Palm e-Tattoo can tell when you’re stressed
Summary: A newly developed “e-tattoo” monitors electrodermal activity, detecting when a person is experiencing elevated levels of stress. The “tattoo” is attached to the user’s palm and connected to a smart watch.
Source: UT Austin
Our palms tell us a lot about our emotional state, they tend to get wet when people are excited or nervous. This response is used to measure emotional distress and help people with mental health problems, but the devices for doing so are now bulky, unreliable and can perpetuate social stigma by affixing highly visible sensors to prominent parts of the body.
Researchers from the University of Texas at Austin and Texas A&M University have applied new electronic tattoo (e-tattoo) technology to this type of tracking, known as electrodermal activity or EDA sensing.
In a new article published recently in Nature Communicationsresearchers have created a graphene-based e-tattoo that attaches to the palm of the hand, is nearly invisible, and connects to a smart watch.
“It’s so unobtrusive that people sometimes forget they’re wearing them, and it also reduces the social stigma of wearing these devices in such prominent places on the body,” said Nanshu Lu, a professor in the Department of Aerospace Engineering and Engineering Mechanics and project leader.
Lu and her collaborators have been advancing wearable e-tattoo technology for many years. Graphene has been a favored material because of its thinness and how well it measures the electrical potential of the human body, leading to very precise readings.

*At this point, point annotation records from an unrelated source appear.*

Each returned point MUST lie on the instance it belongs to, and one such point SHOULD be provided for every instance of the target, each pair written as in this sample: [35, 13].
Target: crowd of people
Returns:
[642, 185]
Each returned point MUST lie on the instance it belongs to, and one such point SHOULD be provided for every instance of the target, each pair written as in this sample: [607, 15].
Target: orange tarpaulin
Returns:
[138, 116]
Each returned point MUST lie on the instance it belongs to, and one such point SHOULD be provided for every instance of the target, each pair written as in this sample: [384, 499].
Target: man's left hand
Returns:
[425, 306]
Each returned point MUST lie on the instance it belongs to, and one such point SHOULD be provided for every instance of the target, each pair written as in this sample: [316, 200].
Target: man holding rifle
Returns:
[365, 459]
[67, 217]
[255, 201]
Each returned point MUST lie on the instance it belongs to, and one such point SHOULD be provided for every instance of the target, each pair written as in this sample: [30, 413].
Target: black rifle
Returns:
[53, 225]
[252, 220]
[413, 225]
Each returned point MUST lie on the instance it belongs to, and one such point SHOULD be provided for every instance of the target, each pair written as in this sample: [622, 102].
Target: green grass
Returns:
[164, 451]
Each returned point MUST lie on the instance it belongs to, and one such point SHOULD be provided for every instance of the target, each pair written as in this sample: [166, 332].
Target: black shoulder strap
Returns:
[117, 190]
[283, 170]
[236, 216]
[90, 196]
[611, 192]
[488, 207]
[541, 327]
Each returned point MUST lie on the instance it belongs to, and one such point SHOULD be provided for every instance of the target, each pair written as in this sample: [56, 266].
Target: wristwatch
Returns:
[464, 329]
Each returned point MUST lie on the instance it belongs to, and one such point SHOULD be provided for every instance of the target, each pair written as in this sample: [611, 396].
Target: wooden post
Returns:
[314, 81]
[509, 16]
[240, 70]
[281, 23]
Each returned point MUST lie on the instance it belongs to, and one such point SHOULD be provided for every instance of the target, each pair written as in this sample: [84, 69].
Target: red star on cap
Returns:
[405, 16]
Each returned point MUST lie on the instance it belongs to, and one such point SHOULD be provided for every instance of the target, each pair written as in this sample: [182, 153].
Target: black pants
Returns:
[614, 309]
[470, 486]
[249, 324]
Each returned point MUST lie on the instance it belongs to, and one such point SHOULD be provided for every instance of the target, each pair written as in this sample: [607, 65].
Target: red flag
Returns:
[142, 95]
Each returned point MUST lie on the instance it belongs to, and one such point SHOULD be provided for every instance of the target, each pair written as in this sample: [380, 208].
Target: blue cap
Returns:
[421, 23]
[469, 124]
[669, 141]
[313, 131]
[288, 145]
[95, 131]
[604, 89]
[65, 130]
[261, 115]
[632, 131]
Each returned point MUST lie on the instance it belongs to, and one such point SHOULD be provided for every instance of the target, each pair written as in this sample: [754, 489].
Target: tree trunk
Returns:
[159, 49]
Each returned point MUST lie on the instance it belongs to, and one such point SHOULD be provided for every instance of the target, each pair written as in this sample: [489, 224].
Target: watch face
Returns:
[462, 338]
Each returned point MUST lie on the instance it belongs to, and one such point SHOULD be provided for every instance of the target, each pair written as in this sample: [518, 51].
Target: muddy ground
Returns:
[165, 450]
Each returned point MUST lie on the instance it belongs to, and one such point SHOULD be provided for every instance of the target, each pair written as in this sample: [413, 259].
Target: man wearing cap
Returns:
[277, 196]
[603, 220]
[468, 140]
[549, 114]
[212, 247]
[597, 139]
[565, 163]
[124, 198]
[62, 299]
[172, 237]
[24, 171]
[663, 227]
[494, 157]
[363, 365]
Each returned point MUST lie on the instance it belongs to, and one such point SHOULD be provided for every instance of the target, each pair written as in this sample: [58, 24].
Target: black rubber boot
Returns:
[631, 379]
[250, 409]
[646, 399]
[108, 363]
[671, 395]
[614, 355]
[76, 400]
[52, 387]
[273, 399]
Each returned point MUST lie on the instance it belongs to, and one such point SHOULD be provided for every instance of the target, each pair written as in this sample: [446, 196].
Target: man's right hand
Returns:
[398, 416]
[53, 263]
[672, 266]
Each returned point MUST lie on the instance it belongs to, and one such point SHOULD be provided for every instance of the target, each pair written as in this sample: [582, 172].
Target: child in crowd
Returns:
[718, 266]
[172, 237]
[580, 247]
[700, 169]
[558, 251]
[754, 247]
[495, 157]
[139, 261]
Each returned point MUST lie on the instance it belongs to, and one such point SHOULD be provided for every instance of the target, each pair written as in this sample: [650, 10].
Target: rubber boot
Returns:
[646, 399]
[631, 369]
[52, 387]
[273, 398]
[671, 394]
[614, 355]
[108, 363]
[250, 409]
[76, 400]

But such ultra-thin materials cannot handle much, if any, strain. So applying them to parts of the body that involve a lot of movement, such as the palm/wrist, is challenging.
The secret sauce of this discovery is how an e-tattoo on the palm can successfully transmit data to a rigid circuit – in this case a commercially available smartwatch, in an ambulatory setting outside of a laboratory. They used a serpentine ribbon that has two partially overlapping layers of graphene and gold.
By moving the strap back and forth, it can handle the strain that comes with arm movements for everyday activities like holding the steering wheel while driving, opening doors, running, etc.
Current palm tracking technology uses bulky electrodes that fall in and are highly visible, or EDA sensors applied to other parts of the body, which give a less accurate reading.
Other researchers tried similar methods using nanometer-thick rectilinear strips to connect the tattoo to the reader, but they couldn’t handle the strain of constant motion.
Lu said the researchers were inspired by virtual reality (VR), gaming and the upcoming metaverse for this research. VR is used in some cases to treat mental illness; however, the ability of human consciousness in VR is still lacking in many ways.
“You want to know if people are responding to this treatment,” Lu said. “Does it help them? It’s hard to say right now.”
About this news about neurotechnology research
Original Research: Open access.
“Graphene e-tattoos for uninterrupted ambulatory detection of electrodermal activity on the palm enabled by heterogeneous serpentine ribbons” by Hongwoo Jang et al. Nature Communications
Graphene e-tattoos for uninterrupted ambulatory detection of electrodermal activity on the palm enabled by heterogeneous serpentine ribbons
Electrodermal activity (EDA) is a popular index of mental stress. State-of-the-art EDA sensors suffer from palm obstruction or low palm signal fidelity. Our previous invention of submicron thin, imperceptible graphene e-tattoos (GET) is ideal for unobstructed EDA sensing on the palm.
However, a robust electrical connection between ultrathin devices and rigid plates is a long-missing component for ambulatory use.
To minimize the well-known strain concentration at their interfaces, we propose heterogeneous serpentine ribbons (HSPR), which refer to GET serpentine partially overlapped with gold serpentine without added adhesive.
A fifty-fold stress reduction in HSPR compared to heterogeneous flat strips (HSTR) was discovered and understood. The combination of HSPR and a soft interlayer between the GET and the EDA wristband enabled ambulatory monitoring of EDA on the palm in free-living conditions.
A newly developed EDA event selection policy using unbiased phase event selection validated our GET EDA sensor against gold standards.